Environmental science & technology

Secondary organic aerosol from photooxidation of polycyclic aromatic hydrocarbons.

PMID 20919733


Secondary organic aerosol (SOA) formation from the photooxidation of five polycyclic aromatic hydrocarbons (PAHs, naphthalene, 1- and 2-methylnaphthalene, acenaphthylene, and acenaphthene) was investigated in a 9-m(3) chamber in the presence of nitrogen oxides and the absence of seed aerosols. Aerosol size distributions and PAH decay were monitored by a scanning mobility particle sizer and a gas chromatograph with a flame ionization detector.

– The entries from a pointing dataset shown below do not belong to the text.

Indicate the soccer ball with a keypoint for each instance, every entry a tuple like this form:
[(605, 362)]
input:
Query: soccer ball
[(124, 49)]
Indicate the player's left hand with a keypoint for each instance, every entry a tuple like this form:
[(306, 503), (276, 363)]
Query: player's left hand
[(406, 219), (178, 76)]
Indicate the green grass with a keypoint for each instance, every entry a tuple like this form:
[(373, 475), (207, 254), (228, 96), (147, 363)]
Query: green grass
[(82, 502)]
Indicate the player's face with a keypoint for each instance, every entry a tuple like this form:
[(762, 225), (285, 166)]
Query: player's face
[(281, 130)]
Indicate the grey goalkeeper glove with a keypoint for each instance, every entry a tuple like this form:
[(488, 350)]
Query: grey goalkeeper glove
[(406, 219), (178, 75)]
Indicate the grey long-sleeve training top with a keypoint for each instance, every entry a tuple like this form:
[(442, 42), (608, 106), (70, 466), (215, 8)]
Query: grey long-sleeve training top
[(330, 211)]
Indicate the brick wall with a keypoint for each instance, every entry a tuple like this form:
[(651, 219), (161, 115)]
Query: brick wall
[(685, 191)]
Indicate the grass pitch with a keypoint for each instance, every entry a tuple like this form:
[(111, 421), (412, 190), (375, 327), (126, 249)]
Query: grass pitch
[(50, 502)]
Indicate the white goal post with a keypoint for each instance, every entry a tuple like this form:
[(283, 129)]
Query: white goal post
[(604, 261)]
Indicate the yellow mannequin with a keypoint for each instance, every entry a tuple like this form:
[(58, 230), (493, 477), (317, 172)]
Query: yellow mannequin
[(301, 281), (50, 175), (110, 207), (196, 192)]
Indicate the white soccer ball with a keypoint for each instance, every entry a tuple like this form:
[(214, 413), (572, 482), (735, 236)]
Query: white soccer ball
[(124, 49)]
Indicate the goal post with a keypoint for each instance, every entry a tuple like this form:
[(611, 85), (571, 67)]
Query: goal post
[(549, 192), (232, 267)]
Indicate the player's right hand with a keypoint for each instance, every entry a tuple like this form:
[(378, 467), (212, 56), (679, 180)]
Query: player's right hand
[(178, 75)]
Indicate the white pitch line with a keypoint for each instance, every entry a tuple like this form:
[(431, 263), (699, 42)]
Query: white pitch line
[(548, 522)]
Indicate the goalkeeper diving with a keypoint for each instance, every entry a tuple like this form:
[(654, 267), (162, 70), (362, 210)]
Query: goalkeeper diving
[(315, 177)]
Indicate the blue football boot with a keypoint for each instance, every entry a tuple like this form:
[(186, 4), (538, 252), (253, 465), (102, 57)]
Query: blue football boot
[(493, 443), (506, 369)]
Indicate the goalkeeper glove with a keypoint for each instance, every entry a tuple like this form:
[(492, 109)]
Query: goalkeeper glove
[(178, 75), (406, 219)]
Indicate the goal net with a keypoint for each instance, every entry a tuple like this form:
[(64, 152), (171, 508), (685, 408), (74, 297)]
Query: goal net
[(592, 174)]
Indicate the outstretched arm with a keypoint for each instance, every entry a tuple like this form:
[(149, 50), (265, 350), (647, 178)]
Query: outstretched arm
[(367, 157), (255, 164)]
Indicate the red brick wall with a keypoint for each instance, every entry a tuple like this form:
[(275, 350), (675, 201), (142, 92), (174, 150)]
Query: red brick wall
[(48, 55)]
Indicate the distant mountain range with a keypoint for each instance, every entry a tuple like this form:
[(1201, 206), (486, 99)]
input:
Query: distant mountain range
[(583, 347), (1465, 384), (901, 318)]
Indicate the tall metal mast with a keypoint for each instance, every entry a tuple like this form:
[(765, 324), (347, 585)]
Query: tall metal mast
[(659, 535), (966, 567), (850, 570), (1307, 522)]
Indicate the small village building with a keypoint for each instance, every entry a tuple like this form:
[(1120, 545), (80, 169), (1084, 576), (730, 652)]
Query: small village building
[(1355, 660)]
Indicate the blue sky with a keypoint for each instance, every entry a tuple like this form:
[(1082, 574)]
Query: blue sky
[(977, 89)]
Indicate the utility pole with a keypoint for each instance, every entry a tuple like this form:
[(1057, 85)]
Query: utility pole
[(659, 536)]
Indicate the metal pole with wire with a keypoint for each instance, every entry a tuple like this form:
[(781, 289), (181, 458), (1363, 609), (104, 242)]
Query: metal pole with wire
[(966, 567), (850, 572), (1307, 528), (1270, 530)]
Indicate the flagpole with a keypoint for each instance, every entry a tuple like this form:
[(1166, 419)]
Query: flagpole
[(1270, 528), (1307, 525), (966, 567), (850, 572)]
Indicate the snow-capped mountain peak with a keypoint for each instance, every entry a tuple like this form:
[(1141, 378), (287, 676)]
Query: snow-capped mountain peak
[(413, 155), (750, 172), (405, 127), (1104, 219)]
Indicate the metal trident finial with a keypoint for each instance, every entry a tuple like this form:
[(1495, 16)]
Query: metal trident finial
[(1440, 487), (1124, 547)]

Over a wide range of conditions, the aerosol yields for the investigated PAHs were observed to be in the range of 2-22%. The observed evolution of aerosol and PAH decay indicate that light and oxidant sources influence the time required to form aerosol and the required threshold reacted concentration of the PAHs. The SOA yields also were related to this induction period and the hydroxyl radical concentrations, particularly for smaller aerosol loadings (<∼6 μg m(-3)). Estimation of SOA production from oxidation of PAHs emitted from mobile sources in Houston shows that PAHs could account for more than 10% of the SOA formed from emissions from mobile sources in this region.